Even O’Donnell sounded skeptical that the legislature would seriously consider the proposal.

‘‘I’m not sure there’s the backbone in leadership or the executive branch to implement that,” he said.

Cuts to schools could take the form of teacher pensions thrust back on the counties, lawmakers say. School systems are already tallying how much they could stand to lose under O’Malley’s proposal to freeze an inflation index that is part of the $1.3 billion Thornton school funding law and to phase in a geographic cost of education index, or GCEI.

Last week, Prince George’s County schools Superintendent John E. Deasy said his budget could be cut by as much as $65 million next school year if it does not get GCEI funding and the inflation index is cut.

The Montgomery school system, the state’s largest with 137,000 students, stands to lose about $49 million, including $30 million without GCEI. The county would lose $39 million if GCEI were phased in at 30 percent in fiscal 2009, as O’Malley proposes.

The 10,000-student Allegany County school system could lose about $2.2 million without the inflation index, according to the state Department of Legislative Services estimates. Allegany would not receive any GCEI money, which is reserved for counties where the cost of living is highest.

The 27,000-student Charles County school system faces about $4.5 million less without the inflation index and $3.5 million if GCEI is not funded.

That does not sit well with the legislature’s education advocates.

‘‘Why would it be wise now to roll back our funding commitment to our most important expenditure — K-12 education?” said Sen. Richard S. Madaleno Jr. (D-Dist. 18) of Kensington, who lobbied for Montgomery County during Thornton’s crafting in 2002.

Protecting the vulnerable

Advocates for Children and Youth wants to make sure school systems are directing Thornton funding directly at programs that help at-risk students, said Matthew Joseph, the Baltimore group’s executive director.

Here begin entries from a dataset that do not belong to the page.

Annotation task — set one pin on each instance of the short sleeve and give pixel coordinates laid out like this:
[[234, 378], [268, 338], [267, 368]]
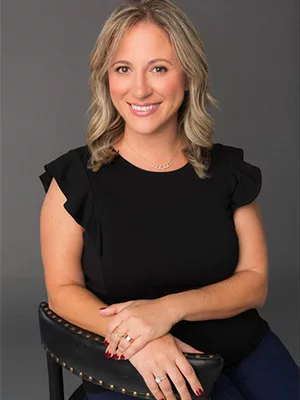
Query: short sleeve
[[70, 174], [246, 179]]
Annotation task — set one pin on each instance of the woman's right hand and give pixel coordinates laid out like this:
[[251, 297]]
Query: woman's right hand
[[163, 356]]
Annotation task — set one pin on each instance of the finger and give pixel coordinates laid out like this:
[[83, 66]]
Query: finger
[[125, 344], [153, 386], [135, 346], [110, 310], [177, 378], [189, 373], [113, 341], [165, 385]]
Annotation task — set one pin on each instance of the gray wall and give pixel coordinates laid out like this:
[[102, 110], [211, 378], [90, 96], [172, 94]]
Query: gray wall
[[253, 56]]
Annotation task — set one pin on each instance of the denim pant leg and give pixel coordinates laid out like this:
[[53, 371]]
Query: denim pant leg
[[109, 395], [224, 389], [269, 372]]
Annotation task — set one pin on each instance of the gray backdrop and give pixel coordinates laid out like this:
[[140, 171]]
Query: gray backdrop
[[253, 57]]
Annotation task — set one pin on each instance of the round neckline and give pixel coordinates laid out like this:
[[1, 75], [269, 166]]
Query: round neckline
[[174, 171]]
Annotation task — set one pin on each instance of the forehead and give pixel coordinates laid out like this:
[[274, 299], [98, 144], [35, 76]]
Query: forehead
[[145, 39]]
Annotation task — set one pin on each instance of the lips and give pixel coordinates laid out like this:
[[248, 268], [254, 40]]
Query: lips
[[144, 105]]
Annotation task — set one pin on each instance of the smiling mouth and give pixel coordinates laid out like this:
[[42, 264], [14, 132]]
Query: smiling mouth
[[143, 107]]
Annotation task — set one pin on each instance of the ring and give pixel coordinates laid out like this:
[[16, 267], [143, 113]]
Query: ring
[[128, 338], [119, 334], [158, 379]]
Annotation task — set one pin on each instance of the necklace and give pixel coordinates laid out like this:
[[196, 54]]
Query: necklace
[[153, 165]]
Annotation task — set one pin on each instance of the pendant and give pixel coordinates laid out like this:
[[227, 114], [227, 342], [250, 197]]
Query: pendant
[[162, 166]]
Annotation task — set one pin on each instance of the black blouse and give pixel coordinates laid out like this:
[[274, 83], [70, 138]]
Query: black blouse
[[148, 234]]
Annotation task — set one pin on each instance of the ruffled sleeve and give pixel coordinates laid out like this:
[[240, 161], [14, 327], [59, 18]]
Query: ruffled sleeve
[[243, 180], [70, 174], [246, 179]]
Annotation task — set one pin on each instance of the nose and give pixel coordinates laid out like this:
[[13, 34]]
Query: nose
[[140, 86]]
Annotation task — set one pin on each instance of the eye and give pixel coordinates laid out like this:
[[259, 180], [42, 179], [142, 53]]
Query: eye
[[161, 67], [117, 69], [124, 66]]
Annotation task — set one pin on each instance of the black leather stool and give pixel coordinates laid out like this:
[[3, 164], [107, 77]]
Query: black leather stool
[[81, 352]]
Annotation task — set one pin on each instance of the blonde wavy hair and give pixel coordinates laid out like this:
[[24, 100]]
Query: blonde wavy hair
[[195, 124]]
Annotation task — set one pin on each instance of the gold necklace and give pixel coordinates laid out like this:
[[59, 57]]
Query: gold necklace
[[156, 166]]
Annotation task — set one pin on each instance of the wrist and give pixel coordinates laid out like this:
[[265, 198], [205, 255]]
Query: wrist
[[173, 306]]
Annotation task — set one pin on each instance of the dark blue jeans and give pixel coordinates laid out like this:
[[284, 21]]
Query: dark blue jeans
[[268, 373]]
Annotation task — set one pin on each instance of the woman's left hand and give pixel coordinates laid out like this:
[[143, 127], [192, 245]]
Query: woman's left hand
[[142, 320]]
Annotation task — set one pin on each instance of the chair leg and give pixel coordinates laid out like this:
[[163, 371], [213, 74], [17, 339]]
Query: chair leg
[[55, 376]]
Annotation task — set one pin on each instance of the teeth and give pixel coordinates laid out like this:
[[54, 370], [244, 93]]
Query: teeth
[[144, 108]]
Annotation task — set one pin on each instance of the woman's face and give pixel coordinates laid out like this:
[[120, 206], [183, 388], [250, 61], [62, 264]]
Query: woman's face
[[139, 80]]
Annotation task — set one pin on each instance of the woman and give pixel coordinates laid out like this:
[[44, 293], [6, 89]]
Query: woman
[[158, 223]]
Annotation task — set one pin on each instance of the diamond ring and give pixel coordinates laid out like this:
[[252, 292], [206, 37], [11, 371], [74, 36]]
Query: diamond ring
[[158, 379]]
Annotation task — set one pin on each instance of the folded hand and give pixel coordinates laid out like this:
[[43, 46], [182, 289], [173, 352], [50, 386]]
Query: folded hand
[[134, 324]]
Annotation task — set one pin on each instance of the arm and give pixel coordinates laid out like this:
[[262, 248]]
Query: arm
[[246, 288], [61, 248]]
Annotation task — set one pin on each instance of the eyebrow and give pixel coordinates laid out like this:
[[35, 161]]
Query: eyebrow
[[149, 63]]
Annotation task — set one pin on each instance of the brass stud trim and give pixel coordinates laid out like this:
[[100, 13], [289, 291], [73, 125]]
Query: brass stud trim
[[91, 335]]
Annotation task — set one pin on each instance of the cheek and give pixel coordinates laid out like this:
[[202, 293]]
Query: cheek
[[117, 88]]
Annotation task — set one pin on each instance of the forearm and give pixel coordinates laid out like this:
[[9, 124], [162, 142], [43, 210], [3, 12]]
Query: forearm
[[240, 292], [81, 307]]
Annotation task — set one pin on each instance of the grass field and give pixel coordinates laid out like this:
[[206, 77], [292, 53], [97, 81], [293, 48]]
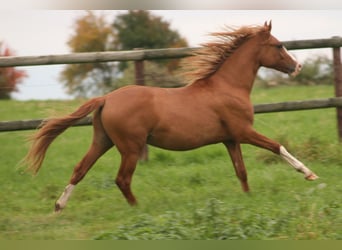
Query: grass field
[[182, 195]]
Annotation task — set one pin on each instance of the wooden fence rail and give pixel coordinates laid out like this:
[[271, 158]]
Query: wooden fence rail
[[148, 54], [258, 108]]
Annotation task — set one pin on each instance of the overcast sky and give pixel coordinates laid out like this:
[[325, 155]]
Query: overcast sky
[[44, 32]]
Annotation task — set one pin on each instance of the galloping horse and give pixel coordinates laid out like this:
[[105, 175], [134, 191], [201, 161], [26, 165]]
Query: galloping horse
[[214, 108]]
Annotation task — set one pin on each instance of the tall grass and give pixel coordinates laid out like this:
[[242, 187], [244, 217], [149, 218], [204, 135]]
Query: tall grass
[[181, 195]]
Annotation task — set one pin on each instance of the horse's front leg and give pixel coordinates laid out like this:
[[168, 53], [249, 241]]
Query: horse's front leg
[[254, 138], [234, 150]]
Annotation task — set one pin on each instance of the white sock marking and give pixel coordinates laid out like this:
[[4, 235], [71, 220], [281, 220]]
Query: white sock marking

But ACY is also focused on the big picture of how O’Malley’s plan addresses ‘‘the working poor,” he said.

The group’s top priority is to ensure funding for an enhanced earned income credit. O’Malley would expand the tax credit to 25 percent for working families.

‘‘What we don’t want is the sales tax to go through and all these other things to go through and then the earned income tax, which is what we think is the offset for working families for all these other tax proposals, to not go through,” Joseph said.

Education advocates are far from alone in trying to get O’Malley’s attention as anxiety builds over his budget proposals.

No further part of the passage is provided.